この効果音はノミー課長だ、相変わらずムキムキしてる、そして、また尻をナデナデ~っと触りながらシラハを捕獲。


「ちょっ! なにを、あ~ そこは… あ"~」


「あ、ノミー課長」

(なぜ、いつもシリをさわるんだろ…)


ノミー課長は俺らの様子を見て、状況を理解した、魔物の子どもを見つめている、表情が緩んでいる、魔物の子どもはノミー課長の心も奪ったようだ。


「なるほど、魔物が外で暴れてる原因はその子だね」

ムキッ


「その子を返せば大人しくなるかも、でも外の魔物は興奮してるから近づくと刺激されて、更に興奮するかも」

ムキ~…


たしかに武装した冒険者なら、警戒して更に興奮するかも、でも俺ならいけるかも、俺はそう思いノミー課長に進言する。
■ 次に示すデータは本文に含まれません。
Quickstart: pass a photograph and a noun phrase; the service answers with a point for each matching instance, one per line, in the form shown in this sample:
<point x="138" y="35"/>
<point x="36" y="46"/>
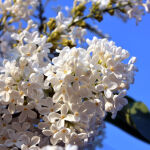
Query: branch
<point x="133" y="119"/>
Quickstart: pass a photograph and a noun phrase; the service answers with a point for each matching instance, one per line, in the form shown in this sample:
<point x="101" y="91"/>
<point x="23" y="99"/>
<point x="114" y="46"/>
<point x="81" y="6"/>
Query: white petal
<point x="108" y="93"/>
<point x="35" y="140"/>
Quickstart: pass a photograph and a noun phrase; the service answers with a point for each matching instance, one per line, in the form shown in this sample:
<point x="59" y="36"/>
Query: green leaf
<point x="134" y="119"/>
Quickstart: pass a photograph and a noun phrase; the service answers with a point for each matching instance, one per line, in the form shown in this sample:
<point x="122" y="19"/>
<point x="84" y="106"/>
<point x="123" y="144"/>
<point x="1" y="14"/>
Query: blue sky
<point x="135" y="39"/>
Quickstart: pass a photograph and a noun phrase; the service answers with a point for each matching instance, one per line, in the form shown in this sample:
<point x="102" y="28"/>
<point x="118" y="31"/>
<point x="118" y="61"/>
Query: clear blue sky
<point x="136" y="39"/>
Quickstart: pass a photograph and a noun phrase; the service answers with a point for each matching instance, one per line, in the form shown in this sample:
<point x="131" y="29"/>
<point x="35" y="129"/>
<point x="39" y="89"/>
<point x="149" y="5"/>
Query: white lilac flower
<point x="26" y="112"/>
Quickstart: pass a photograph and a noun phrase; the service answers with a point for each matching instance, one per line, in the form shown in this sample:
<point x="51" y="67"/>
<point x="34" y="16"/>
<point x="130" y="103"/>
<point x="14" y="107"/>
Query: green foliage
<point x="134" y="118"/>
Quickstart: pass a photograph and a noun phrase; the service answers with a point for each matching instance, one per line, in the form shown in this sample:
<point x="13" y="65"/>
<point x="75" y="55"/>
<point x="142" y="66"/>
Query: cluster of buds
<point x="63" y="101"/>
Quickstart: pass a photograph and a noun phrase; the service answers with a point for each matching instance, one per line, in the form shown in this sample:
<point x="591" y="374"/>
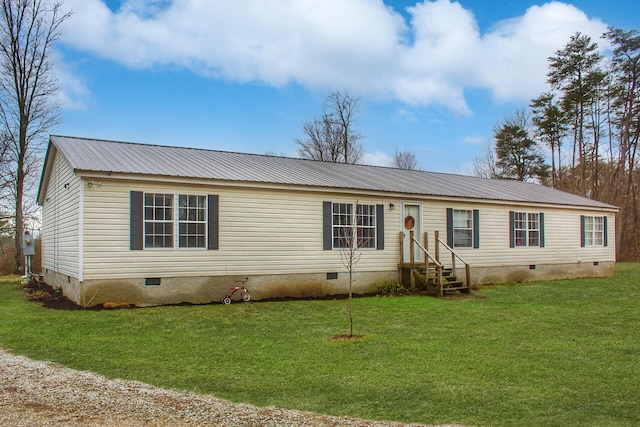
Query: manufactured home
<point x="150" y="225"/>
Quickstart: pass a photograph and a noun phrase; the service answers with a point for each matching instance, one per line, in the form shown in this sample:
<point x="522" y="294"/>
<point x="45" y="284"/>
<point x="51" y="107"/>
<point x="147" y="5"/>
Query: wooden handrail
<point x="433" y="259"/>
<point x="455" y="255"/>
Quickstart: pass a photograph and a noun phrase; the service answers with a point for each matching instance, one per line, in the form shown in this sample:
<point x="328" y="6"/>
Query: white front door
<point x="411" y="221"/>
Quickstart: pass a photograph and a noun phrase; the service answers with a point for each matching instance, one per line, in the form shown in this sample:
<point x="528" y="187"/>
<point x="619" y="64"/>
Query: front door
<point x="411" y="221"/>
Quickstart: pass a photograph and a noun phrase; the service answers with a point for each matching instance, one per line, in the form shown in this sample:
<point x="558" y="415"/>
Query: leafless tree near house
<point x="404" y="160"/>
<point x="28" y="89"/>
<point x="333" y="137"/>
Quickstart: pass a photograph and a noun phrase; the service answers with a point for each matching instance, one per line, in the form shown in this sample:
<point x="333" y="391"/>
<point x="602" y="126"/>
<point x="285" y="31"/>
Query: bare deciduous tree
<point x="350" y="255"/>
<point x="404" y="160"/>
<point x="28" y="89"/>
<point x="333" y="137"/>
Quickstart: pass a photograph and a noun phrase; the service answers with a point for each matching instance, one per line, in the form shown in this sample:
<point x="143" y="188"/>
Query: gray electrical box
<point x="28" y="246"/>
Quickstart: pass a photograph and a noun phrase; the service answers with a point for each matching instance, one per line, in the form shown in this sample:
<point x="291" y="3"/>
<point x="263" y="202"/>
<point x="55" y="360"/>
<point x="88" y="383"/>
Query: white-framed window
<point x="342" y="225"/>
<point x="192" y="221"/>
<point x="366" y="220"/>
<point x="175" y="220"/>
<point x="158" y="220"/>
<point x="462" y="228"/>
<point x="594" y="230"/>
<point x="526" y="229"/>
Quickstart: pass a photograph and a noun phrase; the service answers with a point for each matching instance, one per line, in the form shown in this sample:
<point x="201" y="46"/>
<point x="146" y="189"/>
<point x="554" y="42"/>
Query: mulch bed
<point x="48" y="296"/>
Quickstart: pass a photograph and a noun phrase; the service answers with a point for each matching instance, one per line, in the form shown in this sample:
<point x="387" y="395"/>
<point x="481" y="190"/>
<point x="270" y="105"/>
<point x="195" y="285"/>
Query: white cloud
<point x="363" y="46"/>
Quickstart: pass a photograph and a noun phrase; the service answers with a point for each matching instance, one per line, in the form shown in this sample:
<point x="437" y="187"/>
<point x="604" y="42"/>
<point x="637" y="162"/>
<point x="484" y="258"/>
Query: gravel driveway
<point x="34" y="393"/>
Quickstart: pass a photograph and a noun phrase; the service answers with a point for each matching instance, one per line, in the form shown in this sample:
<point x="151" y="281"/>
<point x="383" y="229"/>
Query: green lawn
<point x="547" y="353"/>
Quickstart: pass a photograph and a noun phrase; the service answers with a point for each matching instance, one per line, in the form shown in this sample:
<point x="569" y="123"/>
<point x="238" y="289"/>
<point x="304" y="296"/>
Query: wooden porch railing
<point x="454" y="255"/>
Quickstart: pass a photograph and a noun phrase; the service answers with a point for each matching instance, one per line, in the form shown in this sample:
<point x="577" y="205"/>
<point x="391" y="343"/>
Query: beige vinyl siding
<point x="61" y="220"/>
<point x="561" y="232"/>
<point x="261" y="232"/>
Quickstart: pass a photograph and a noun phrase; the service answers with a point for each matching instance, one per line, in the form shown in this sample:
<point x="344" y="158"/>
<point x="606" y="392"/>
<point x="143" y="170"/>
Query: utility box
<point x="28" y="245"/>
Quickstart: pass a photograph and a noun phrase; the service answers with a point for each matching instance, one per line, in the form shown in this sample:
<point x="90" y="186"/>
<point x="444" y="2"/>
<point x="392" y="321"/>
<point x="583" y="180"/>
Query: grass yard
<point x="538" y="354"/>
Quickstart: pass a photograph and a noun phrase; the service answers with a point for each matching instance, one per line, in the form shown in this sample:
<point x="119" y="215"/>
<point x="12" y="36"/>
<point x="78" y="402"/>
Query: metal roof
<point x="92" y="155"/>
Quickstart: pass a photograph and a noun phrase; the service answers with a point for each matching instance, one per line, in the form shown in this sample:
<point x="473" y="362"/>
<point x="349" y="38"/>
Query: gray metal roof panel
<point x="93" y="155"/>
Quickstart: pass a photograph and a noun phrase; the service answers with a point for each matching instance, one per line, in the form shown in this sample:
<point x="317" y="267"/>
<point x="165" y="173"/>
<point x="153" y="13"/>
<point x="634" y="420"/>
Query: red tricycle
<point x="244" y="292"/>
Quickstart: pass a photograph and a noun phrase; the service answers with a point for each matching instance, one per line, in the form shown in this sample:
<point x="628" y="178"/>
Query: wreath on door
<point x="409" y="222"/>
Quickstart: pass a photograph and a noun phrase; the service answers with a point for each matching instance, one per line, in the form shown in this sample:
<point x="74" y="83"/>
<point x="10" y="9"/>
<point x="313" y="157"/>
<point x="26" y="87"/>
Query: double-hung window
<point x="594" y="230"/>
<point x="526" y="229"/>
<point x="463" y="228"/>
<point x="192" y="221"/>
<point x="165" y="220"/>
<point x="158" y="220"/>
<point x="345" y="223"/>
<point x="353" y="225"/>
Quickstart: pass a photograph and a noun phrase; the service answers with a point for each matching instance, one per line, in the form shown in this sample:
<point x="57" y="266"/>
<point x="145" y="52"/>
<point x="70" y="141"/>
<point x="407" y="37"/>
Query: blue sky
<point x="434" y="77"/>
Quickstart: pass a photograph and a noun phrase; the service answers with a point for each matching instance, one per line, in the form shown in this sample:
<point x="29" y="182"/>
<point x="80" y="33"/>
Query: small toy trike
<point x="244" y="292"/>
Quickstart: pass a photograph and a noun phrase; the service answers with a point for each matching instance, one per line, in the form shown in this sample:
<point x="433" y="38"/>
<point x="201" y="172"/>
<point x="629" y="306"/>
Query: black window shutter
<point x="327" y="235"/>
<point x="476" y="228"/>
<point x="380" y="227"/>
<point x="136" y="221"/>
<point x="450" y="227"/>
<point x="512" y="231"/>
<point x="213" y="221"/>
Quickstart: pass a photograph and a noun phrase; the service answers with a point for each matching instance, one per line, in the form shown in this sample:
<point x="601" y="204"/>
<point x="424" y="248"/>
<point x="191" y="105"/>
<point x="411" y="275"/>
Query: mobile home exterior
<point x="150" y="225"/>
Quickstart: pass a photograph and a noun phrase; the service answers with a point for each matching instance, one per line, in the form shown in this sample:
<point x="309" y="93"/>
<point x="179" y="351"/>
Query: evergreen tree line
<point x="588" y="124"/>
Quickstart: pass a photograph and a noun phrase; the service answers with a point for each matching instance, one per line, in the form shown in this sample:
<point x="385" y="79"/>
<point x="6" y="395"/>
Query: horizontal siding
<point x="275" y="232"/>
<point x="280" y="232"/>
<point x="60" y="220"/>
<point x="562" y="236"/>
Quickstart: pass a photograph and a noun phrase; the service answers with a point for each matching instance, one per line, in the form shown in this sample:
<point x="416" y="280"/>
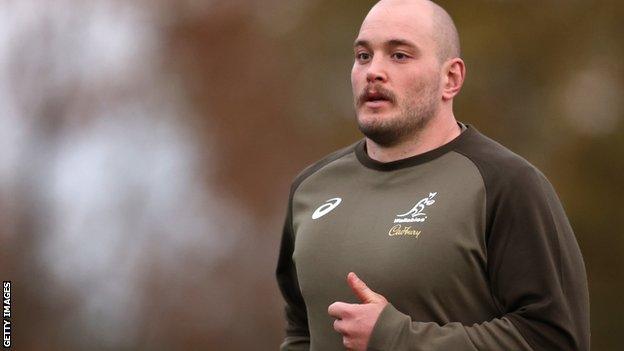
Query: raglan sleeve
<point x="537" y="277"/>
<point x="297" y="332"/>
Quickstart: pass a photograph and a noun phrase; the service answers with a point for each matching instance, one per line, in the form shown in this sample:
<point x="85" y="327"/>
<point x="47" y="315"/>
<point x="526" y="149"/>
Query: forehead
<point x="401" y="21"/>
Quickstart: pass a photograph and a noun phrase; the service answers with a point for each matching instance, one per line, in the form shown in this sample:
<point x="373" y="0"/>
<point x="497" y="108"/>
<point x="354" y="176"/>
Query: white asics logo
<point x="326" y="207"/>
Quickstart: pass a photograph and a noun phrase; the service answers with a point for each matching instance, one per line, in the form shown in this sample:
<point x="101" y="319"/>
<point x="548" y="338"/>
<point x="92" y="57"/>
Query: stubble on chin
<point x="393" y="130"/>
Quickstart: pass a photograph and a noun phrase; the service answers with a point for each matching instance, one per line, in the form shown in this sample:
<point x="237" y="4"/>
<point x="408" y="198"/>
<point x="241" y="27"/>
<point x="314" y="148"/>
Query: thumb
<point x="363" y="292"/>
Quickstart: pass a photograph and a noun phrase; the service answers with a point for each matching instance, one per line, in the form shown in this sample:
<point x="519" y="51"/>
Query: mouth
<point x="375" y="99"/>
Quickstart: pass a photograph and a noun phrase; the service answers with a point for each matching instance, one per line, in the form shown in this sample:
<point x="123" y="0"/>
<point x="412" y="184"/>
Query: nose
<point x="376" y="72"/>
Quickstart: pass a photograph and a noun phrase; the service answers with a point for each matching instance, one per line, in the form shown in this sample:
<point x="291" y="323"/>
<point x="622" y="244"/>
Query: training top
<point x="468" y="243"/>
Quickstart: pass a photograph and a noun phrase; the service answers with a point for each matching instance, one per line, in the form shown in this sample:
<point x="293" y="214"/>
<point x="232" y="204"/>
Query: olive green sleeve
<point x="297" y="332"/>
<point x="537" y="278"/>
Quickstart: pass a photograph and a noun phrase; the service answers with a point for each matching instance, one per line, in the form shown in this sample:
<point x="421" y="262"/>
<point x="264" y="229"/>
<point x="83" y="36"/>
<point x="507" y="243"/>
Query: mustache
<point x="378" y="90"/>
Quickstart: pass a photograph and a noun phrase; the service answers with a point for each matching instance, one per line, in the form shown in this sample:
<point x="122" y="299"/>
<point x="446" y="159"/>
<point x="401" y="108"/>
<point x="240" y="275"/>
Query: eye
<point x="362" y="56"/>
<point x="400" y="56"/>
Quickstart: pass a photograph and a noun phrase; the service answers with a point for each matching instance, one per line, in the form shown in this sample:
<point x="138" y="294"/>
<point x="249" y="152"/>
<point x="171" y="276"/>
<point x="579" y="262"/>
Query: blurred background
<point x="147" y="148"/>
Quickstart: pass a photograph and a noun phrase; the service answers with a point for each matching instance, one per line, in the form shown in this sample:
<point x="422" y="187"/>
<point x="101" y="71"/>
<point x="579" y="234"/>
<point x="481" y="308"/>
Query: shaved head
<point x="406" y="70"/>
<point x="442" y="28"/>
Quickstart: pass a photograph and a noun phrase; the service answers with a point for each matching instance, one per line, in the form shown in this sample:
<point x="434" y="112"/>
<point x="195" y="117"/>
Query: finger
<point x="361" y="290"/>
<point x="339" y="310"/>
<point x="340" y="326"/>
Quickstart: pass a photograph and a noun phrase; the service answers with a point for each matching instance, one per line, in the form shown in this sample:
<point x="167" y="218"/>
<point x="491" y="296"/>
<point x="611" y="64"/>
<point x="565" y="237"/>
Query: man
<point x="425" y="235"/>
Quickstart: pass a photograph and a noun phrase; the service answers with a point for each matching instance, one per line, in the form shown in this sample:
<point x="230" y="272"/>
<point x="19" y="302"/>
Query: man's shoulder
<point x="498" y="164"/>
<point x="324" y="161"/>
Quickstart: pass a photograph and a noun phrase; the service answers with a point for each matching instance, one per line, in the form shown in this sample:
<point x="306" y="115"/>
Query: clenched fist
<point x="356" y="321"/>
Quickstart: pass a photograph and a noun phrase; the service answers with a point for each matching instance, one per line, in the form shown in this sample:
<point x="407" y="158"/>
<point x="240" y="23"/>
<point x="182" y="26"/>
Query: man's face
<point x="396" y="74"/>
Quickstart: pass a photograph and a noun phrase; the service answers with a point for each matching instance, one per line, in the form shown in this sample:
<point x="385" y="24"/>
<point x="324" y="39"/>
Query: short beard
<point x="412" y="119"/>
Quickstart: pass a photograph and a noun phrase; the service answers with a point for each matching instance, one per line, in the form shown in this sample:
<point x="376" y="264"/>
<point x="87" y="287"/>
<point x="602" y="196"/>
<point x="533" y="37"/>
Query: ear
<point x="455" y="73"/>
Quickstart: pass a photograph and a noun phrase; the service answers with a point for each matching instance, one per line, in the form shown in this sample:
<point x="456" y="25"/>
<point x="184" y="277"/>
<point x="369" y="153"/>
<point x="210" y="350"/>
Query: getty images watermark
<point x="6" y="314"/>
「俺が行ってみましょうか? 治癒師ですし、俺は他の人より弱そうですし、そんなに刺激にはならないかも、たぶん」


「ん~…そだね、サルナス君、お願いできるかい? 無事に帰ってきたらハグしてあげるよ」

ムキ


やはりノミー課長って、、、


「いえ、ハグは無しでお願いします」


「うむ、残念…… では僕はこのあぶら君を…」


ノミー課長はムキムキー↑っとポーズを決める。


「だれが"あぶら君"だっ! 触んなって、さっきから手つきが怪しんだよっ! なんなんだよ!」


シラハはノミー課長の腕の中でもがいている、ノミー課長は少し強めに押さえつけ、シラハにボソッと呟いた。


「こんなに被害を出したんだ、覚悟はいいかい?」

ムッキ


「あ…… う"……」


ノミー課長が少し低めの声でそう告げると、シラハの顔色がさぁーっと青くなる。